La justicia no requiere de más retruécanos. Para la justicia, efectivamente, no hay olvido. Pero amagar con su aplicación y no llegar a nada, simplemente se vuelve amenaza, chantaje y uso autoritario de la ley. Se es o no se es demócrata. Las consultas falsas sólo están hechas para recrear el rencor.

Cada vez que se levanta una arenga contra los conservadores del pasado, que se pone en tela de juicio el trabajo de un periodista, de un investigador, y se generaliza a los corruptos como parte de élites doradas y privilegiadas, se empuja a núcleos de la sociedad a decisiones y actos no programados.

Efectivamente, la gente está cansada de abusos, pero también de la ausencia y de las omisiones de sus representantes.

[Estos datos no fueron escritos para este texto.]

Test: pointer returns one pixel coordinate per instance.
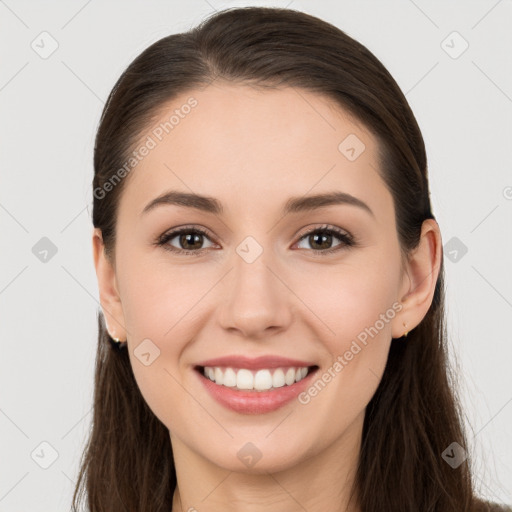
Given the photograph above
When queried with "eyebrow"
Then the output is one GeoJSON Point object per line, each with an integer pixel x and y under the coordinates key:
{"type": "Point", "coordinates": [293, 205]}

Por eso, a veces sólo encuentran en la violencia y las ejecuciones sumarias, el consuelo a generaciones de resabios y odios.

Creer que no pasa nada cuando se sataniza figuras del pasado o del presente, es atizar las cenizas del odio, y encender las llamas del ajuste de cuentas fuera de todo orden y justicia. Eso es lo que hacen los autócratas, los sátrapas, cuando insisten en polarizar.

DEL PERDÓN A LA INCITACIÓN

O hablamos de perdón definitivo, o anunciamos el inicio de una etapa de judicialización, apegados al marco legal, para aplicar la ley a quienes la rompieron en contra del pueblo. Lo demás es mantenerse en el hilo de la hipocresía. Que no se sorprenda AMLO por lo que le sucede ahora en cada gira por el país.

Cada vez, son más las protestas y manifestaciones que salen al paso de la caravana de López Obrador cuando viaja por el interior de la República. Y lo peor: cada día son más agresivas.  AMLO y su 4T tampoco han encontrado fórmulas ni salidas para disminuir la desigualdad.

Gobernar debiera ser un acto desinteresado, ajeno a las banalidades, quizá hasta silencioso, porque muchas veces, la toma de decisiones implica fallos que afectan a unos u otros. Actualmente en México, el ejercicio de la autoridad es el acto más solitario. Lo decide y lo ejerce una sola persona.

Quizá el ejercicio de la autoridad debiera ser un acto colegiado, producto de la consulta, pero con especialistas y expertos. Hoy no tenemos eso. Vivimos un protagonismo desbordante. La mentira y la farsa de los que dicen que todo lo saben, y que van a gobernar como nunca nadie lo ha hecho.

AMLO tiene razón cuando dice que fueron los de antes. Pero los de ahora son parte de lo mismo y, por ende, son iguales. Esto lo podremos comprobar esta misma semana, a la luz de la contra reforma eléctrica: los mismos conciliábulos, las mismas canonjías ilegales. MORENA y PRI serán uno mismo.